During our recent road trip through the American Southeast, a few things popped out at me. First and foremost, real innovation and entrepreneurial energy is coming out of the places you’d least expect. The secondary lesson is a bit more interesting and could change the way we traditionally look at startup incubators and accelerators. It’s an idea posited by Manoj Govindan, a partnership executive at Bank of America in Charlotte, North Carolina and I’m calling it the “cauldron”.
Everyone is building accelerators and incubators. But the results, while interesting, rarely live up to their promise. There’s only so much value and synergy to be gained by putting 15 disparate startups into the same derelict office and offering them $45,000 or so to stick around. Remember: before startups appropriated the word, most incubator denizens were hatched, stripped of their feathers, fried, and eaten.
What Manoj was proposing was a sort of anchor model. A major corporation – say a media entity or manufacturer – would take over the majority stake of the cauldron, creating an off-site skunkworks. ESPN could move their web staff into a certain area or Ford could set up a design center in a loft workspace. On other floors companies with an ancillary relation to the main anchor would set up shop. They could be early or mid-stage companies, but they all have to be related to the main company. No more foodspotting start-ups next to robotics makers. Instead, everyone is working on a similar goal.

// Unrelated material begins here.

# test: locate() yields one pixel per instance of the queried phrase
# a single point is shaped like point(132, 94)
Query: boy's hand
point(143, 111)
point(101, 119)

The traditional mentor model works here as well, with mentors from inside the anchor company helping out the little guys and outside mentors mixing things up a bit. You’ll also need a “cauldron-stirrer” who will keep the interactions going. Back and forth will be key, with the anchor employees bouncing ideas off of the little guys and vice versa. If the products are interesting enough, the start-ups will find instant clients in the anchor company and the anchor company gains the insights of the entrepreneurs.
The benefits here are three-fold. First, there is a goal – to get the anchor’s attention. Second, there’s a benefit to both the start-up and the anchor employee. Startups get to interact with the corporate world while anchor employees get to enter an interesting new relationship to their product. Bored cubicle drones would jump at the opportunity to staff the skunkworks. Maybe cauldron access would be a perk or a bonus for energetic employees? Finally, the traditional model of choose, launch, and dump is further streamlined. Because each startup is carefully curated and on topic, and because working with the anchor partner will be an interesting experience, I could definitely see start-ups being more interested in moving to odd places in order to work in the shadow of the skunkworks. This reduces geographical bias.
After seeing rooms full of people who never talk to each other and don’t know what the other companies in the incubator are doing, I really see the cauldron concept as a bit more interesting. Media access is a bit easier because of the big name involved and raising capital essentially leads to tapping the R&D budget of the anchor.
Maybe no major players will jump at the chance to work with small-fry businesses. That, in short, is their loss. Companies must take advantage of the amazing talent afforded them by the energetic startups popping up around them or perish. Start-ups also need to start thinking bigger and this is the perfect opportunity for growth.